Kedua, rasio berisiko tinggi, yakni kondisi perusahaan dengan aset jangka pendek yang sedikit dibandingkan kewajiban jangka panjang sedangkan aset tetap sangat besar. Tiga, rasio konservatif, yakni kondisi perusahaan yang memiliki aset jangka pendek dan modal yang besar tetapi aset tetap, kewajiban jangka pendek dan jangka panjang sedikit. Kata Sudimin, kondisi keuangan perusahaan yang seperti itu dari segi pengembangan bisnis agak terlambat karena perusahaan terlihat tidak berani berinvestasi pada aset yang lain.

“Ini model ‘family business’. Tipe ini growth-nya single digit karena perusahaan tidak mau investasi di aset,” kata Sudimin.

Keempat, likuiditas minim, yakni aset jangka pendek lebih kecil daripada kewajiban jangka pendek sehingga mengalami isu likuiditas yang biasanya perusahaan akan sulit membayar kewajiban kepada vendor yang jatuh tempo dalam waktu pendek. Kelima, bangkrut, yakni kewajiban jangka pendek lebih besar dari modal perusahaan. Kondisi seperti itu, modal akan terus tergerus sehingga tinggal menunggu waktu untuk gulung tikar bila tidak cepat dicari jalan keluar.
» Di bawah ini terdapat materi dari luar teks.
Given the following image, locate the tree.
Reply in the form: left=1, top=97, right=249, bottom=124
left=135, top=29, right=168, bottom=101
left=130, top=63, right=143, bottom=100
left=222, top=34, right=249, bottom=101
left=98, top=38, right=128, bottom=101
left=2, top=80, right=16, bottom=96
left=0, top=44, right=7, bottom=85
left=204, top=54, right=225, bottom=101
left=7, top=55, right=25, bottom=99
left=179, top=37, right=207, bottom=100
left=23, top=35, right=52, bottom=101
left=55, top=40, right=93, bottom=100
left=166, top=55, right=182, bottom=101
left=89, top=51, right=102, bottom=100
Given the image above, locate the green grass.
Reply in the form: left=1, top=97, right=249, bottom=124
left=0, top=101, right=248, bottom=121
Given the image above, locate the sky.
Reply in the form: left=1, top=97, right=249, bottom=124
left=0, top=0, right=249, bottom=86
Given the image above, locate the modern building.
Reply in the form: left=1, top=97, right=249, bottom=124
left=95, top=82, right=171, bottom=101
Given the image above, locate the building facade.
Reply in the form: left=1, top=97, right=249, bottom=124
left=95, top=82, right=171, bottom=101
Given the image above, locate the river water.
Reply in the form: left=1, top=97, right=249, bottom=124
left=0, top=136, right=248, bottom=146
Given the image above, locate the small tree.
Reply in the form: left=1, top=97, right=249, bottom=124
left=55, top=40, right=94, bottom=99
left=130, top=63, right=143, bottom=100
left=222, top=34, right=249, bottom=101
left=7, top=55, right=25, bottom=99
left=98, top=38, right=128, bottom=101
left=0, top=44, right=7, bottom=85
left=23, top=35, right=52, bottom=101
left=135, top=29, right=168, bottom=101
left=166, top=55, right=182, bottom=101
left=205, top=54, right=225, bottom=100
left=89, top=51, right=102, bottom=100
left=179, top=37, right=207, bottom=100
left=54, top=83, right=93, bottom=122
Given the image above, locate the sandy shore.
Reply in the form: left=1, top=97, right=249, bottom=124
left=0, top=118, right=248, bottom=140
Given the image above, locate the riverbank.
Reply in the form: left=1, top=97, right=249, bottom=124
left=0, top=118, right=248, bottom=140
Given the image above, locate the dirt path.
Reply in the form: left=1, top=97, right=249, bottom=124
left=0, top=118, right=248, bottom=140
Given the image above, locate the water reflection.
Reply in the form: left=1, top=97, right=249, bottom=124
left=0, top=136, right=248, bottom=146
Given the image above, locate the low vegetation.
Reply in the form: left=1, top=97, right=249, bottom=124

“Itu tinggal tunggu waktu bangkrut. Perusahaan jangan memaksa jualan tapi masih punya aset, bisa dilihat apakah ada yang bisa dijual lebih mahal. Minimal jangan cari untung, tapi bayar utang. Dengan bayar utang, bisa dapat trust mungkin bisa kasih pinjaman lagi untuk usaha yang lain. Dari kondisi itu (juga) bisa banyak opsi untuk cari jalan keluar, seperti restrukturisasi. Misal current liabilities bisa dinego untuk jangka panjang misalnya dengan bank, misal bunga dari 10 persen, bayar 5 persen dan minta bayar utang pokok dulu,” kata Sudimin.

Tak hanya untuk kepentingan internal perusahaan, kemampuan membaca dan menelaah laporan keuangan juga sangat membantu in house counsel dan lawyer dalam mengecek visibilitas suatu project apakah akan diambil atau tidak oleh perusahaan. Bila selama ini in house atau lebih tepatnya lawyer corporate melakukan uji tuntas dari segi hukum (legal due diligence), setelah memahami sedikit bagaimana cara menelaah laporan keuangan internal perusahaan, tidak ada salahnya in house atau lawyer ikut membantu melakukan finance due diligence untuk melihat visibilitas project yang sedang dikaji.

“Kita lihat apakah project tersebut feasible atau tidak buat perusahaan,” tutup Sudimin.